Electric organs are modified muscle tissue that can generate electric current. They are usually found on the sides of the body (electric catfish) or on the tail (sea fox). They consist of many muscle plates separated by jelly-like connective tissue. Each plate is approached from below by a nerve ending. The upper part of the plate is positively charged, while the lower part is negatively charged. Electrical discharges occur under the influence of impulses from the spinal cord. An exception are the electric organs of the electric catfish, which are derived from skin glands. Specialised electric organs in the stingray, electric eel and electric catfish generate a voltage of up to 900 V and are used for hunting and defence.
They vary greatly in location, shape and internal structure in different fish species. They can be kidney-shaped (in stingrays and electric eels), a thin layer under the skin (electric catfish), filamentous (mormyrus and gymnote) or located in the suborbital space (North American starfish). Their mass can reach 1/6 (in electric rays) or even 1/4 (in electric eels and catfish) of the body weight.
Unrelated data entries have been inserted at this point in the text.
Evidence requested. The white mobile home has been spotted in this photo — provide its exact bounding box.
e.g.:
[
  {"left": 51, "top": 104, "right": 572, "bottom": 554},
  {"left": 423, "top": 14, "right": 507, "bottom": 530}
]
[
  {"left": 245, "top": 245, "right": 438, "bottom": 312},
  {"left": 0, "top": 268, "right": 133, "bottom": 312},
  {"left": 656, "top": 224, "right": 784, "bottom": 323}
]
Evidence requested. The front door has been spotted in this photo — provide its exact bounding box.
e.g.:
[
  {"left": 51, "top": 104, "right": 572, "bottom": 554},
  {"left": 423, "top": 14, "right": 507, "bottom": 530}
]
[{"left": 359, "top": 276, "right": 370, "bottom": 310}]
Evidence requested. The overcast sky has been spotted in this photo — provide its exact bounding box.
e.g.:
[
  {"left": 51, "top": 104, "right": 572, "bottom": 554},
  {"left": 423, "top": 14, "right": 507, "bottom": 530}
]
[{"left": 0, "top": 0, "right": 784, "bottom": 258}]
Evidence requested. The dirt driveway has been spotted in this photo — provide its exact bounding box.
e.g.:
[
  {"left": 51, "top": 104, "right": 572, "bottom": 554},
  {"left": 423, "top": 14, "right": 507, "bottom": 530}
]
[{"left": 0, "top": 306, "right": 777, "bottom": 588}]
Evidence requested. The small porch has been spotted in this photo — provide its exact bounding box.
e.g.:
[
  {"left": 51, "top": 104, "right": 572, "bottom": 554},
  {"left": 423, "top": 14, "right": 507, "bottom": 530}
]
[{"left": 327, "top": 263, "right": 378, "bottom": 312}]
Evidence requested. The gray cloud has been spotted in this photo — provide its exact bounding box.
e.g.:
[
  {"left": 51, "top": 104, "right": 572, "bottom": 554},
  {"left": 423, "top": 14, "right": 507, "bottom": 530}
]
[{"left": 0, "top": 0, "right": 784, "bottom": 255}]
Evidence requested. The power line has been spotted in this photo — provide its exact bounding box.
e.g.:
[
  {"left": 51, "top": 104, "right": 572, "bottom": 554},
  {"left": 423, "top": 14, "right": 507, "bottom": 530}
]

Each electric organ consists of numerous electric plates arranged in columns - modified (flattened) muscle, nerve or gland cells, between the membranes of which a potential difference can be generated. The number of plates and columns in the electric organs of different fish species varies: in the electric stingray there are about 600 arranged in the form of honeycomb columns of 400 plates each, in the electric eel there are 70 horizontally arranged columns of 6000 plates each, in the electric catfish the electric plates (about 2 million) are randomly distributed. The plates in each column are connected in series and the electric columns are connected in parallel. The electric organs are innervated by branches of the vagus, facial and lingual nerves, which approach the electronegative side of the electric plates.
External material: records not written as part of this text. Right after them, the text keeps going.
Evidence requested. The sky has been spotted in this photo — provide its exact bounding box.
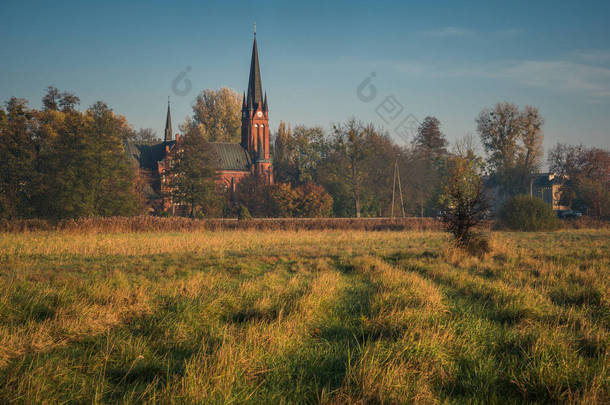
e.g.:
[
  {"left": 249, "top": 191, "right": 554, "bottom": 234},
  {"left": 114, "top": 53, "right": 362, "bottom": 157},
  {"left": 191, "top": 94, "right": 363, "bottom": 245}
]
[{"left": 0, "top": 0, "right": 610, "bottom": 155}]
The electrical discharges generated are used for defence, attack, intraspecific signalling, orientation and finding prey in murky water. The electroreceptors that detect changes in the electric field are thought to be located on the head connective tissue, the lorenzium capsules, which open with a thin channel on the surface of the skin, and the receptors of the lateral line channel. Fish with these organs can tolerate without harm voltages that are lethal to other fish.
Electrical discharges from large fish are dangerous to humans.